The Cost of Not Replying

19 February 2008

In leafing through the November 2007 edition of IR Magazine (I’m trying to catch up on some reading) IReply noticed a small piece on how IR is neglecting investor emails.

In the study, a staged investor email inquiry was sent out to all companies on the FTSE 100.  Only 53 companies replied within three weeks!

Shocking, isn’t it?

Rightly or wrongly, many Investor Relations Officers (IROs) look at emails from retail shareholders as a pain in the neck.  Regardless, response times to email inquiries (retail or otherwise) should be measured in hours, not days, and certainly not weeks.

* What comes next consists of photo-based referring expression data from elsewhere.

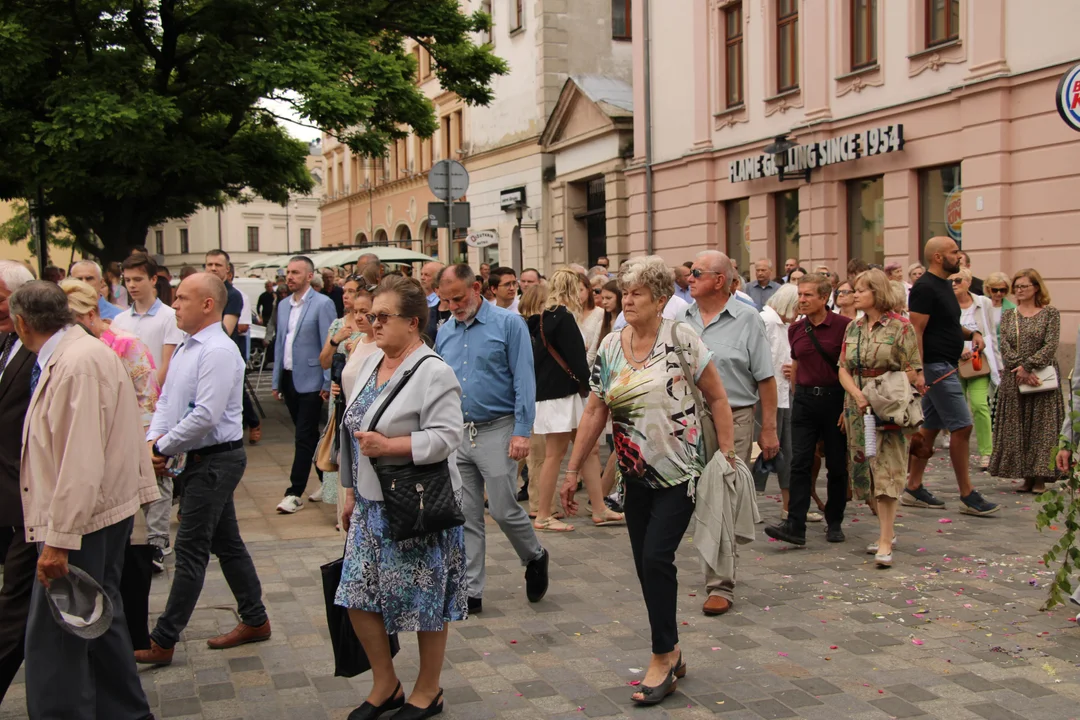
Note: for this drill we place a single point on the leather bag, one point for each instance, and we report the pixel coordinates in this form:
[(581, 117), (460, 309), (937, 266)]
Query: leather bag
[(419, 499)]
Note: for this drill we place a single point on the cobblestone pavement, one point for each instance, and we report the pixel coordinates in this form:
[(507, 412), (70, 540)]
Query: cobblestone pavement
[(953, 630)]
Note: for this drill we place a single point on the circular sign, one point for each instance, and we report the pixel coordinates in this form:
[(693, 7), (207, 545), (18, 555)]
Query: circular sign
[(954, 218), (1068, 97)]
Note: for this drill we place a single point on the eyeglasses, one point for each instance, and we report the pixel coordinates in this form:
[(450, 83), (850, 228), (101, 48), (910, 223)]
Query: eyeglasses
[(381, 317)]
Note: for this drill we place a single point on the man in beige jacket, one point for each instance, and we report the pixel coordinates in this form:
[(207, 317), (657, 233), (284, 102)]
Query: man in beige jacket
[(85, 471)]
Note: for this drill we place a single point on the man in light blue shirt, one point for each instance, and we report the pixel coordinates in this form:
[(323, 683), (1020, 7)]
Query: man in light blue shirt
[(199, 415), (491, 354)]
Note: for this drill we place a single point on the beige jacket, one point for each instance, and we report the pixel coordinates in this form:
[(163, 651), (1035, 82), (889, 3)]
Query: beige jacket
[(85, 464)]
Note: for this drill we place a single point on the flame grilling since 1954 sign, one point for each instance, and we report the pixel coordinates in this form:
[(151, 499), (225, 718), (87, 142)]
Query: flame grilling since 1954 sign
[(845, 148)]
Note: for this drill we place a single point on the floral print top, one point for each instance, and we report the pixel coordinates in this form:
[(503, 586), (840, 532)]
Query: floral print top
[(657, 435), (138, 362)]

Don’t look at the email as a waste of your time.  Look at the response to the email as protecting your company’s (and your IR department’s) reputation.  Before ignoring that email inquiry ask yourself a few of the following questions:

1) What if this emailer happens to own 100,000 shares of my company?
2) If I don’t respond, how many people will the emailer tell about their negative experience?
3) If I do respond, how many people will the gracious emailer tell about their positive experience?
4) What if this emailer is a personal friend of the CEO of my company and was referred to me by that CEO?

You just never know, do you?

It should go without saying, but I will say it anyway.  Every email inquiry to your IR department requires a response.  If you don’t do it as a means of providing good service to your shareholders, do it as a means of protecting your reputation.